FIRST DAILY FIFTY
YEARS AGO TODAY.
IMPORTANT ANNIVERSARY IN
LOCAL JOURNALISM.
Col. R. T. Van Horn Acquired Week-
ly Enterprise in 1855 and After
Changing Name Issued First
Daily Edition June 15, 1858.
Fifty years ago today the first copy of the first daily paper in Kansas City was issued by Colonel R. T. Van Horn, who had conducted a weekly paper here for three years previously. Colonel Van Horn came to this city first on July 31, 1855, and perfected plans for taking charge on October 1 of that year of the Enterprise, a weekly paper published for an association of Kansas Cityans. The Enterprise had been established October 1, 1854, and Colonel Van Horn took charge of it on the first anniversary of its publication. He soon changed the name to the Kansas City Western Journal of Commerce, and it was under that name that the daily was published. Afterwards Colonel Van Horn dropped the "of Commerce," and for fifty years and more the paper has been known as The Journal.
The story of how Colonel Van Horn cast his fortunes with the struggling little hamlet and entered upon the long and distinguished career in which he has filled many offices of trust and honor, has been often told, but it is a story that bears frequent telling. Colonel Van Horn was a young man of 30 years when he was the victim of a fire which destroyed his printing plant in Pomery, O., and he spent the next few months assisting his brother-in-law, Captain Cooley, in his various steamboat enterprises. In the course of his trips he found himself and St. Louis and a guest of the Virginia hotel. Here occurred an accidental, but for Kansas City a very fortunate, meeting between the colonel and Judge William A. Strong, one of the principal editors of the Weekly Enterprise, who had been commissioned to go to St. Louis and find somebody who was able and willing to take charge of the paper.

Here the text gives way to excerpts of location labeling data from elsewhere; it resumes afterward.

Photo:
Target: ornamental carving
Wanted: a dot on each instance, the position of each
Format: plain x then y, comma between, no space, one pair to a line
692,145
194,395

It is possible that all this combination of circumstances might have occurred without Colonel Van Horn coming to Kansas City had not Judge Strong been the recipient of the colonel's kindly consideration and care on the occasion of Judge Strong's illness. This threw the two together and developed an intimacy which resulted in Judge Strong proposing to the colonel to come to Kansas City and look the situation over. Colonel Van Horn had been a practical printer and an editor for a number of years and was ripe for just such a proposition, but his knowledge of Kansas City was not quite so extensive as it is to-day.
RETURNED WITH $250.
Arriving here July 31, 1855, Colonel Van Horn consulted with the proprietors of the Enterprise, and departed with the understanding that he would return October 1 of that year with $250 in cash, give his note for the other $250 due in one year and take the paper. Many people made fun of Mr. Jesse Riddelbarger, who represented the owners of the paper, for taking the unsupported word of an utter stranger, but those were the "good old days," when a man's word was as good as his bond. Then, too, the man was Colonel Van Horn and Mr. Riddelbarger and his associates were not in nearly so much danger of missing a sale as perhaps they themselves believed down in their hearts.

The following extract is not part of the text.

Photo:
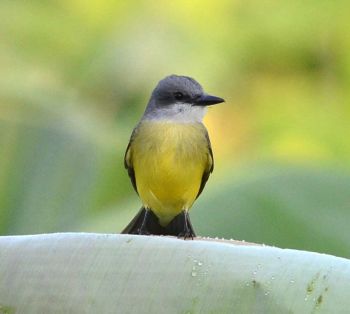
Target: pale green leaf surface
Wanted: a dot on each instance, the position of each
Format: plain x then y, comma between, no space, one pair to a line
103,273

At any rate, Colonel Van Horn arrived on the boat that reached here October 1 and somewhat astonished even Mr. Riddelbarger himself by walking into his store and calmly announcing that he had come to take charge of the paper, producing the $250 in money and the note for $250. The colonel was very warmly greeted and without much ceremony was introduced to the very limited staff of the Enterprise as "the new boss." In those days the paper had only about 300 or 400 subscribers and a single ream of the paper lasted for nearly two issues. A supply of paper sufficient for a month was the biggest financial transaction of the year. Kansas City had less than 500 inhabitants and Missouri avenue was the southern boundary of the "city." The town was only a "string" along the river bank and was rather contemptuously alluded to as "Westport Landing" by its malicious rivals. Colonel Van Horn denies on the best of authority the statement that Kansas City was ever seriously known as "Westport Landing" or that the people themselves ever accepted that name. Westport was considerable of a town, as were Independence, Leavenworth and other river towns.
WHY NAME WAS CHANGED.
For nearly two years and a half Colonel Van Horn ran the Enterprise as a weekly, under its original name, and its later name of The Western Journal of Commerce. The latter name was given to it largely for the reason that there wasn't much commerce here in those days and the name crystallized the purpose of the paper to build up the city along industrial lines, as well as all others. The paper had a number of homes during the first fifteen or twenty years of its existence, following the growth of the city and always keeping on the "firing line." The advent of the first daily paper was a very important event in the history of the little city, but even this event, important as it was, was overshadowed by the other achievements of Colonel Van Horn in giving the city its first and invincible "start" over its rivals. Nature probably did most of all, but Colonel Van Horn had the foresight and the ability to take Nature's "tip" and to make prophesies realities, in all of which the struggling little papers out of which has grown The Journal of today, for nearly half a century under the absolute control of Colonel Van Horn, had their full share of work and glory.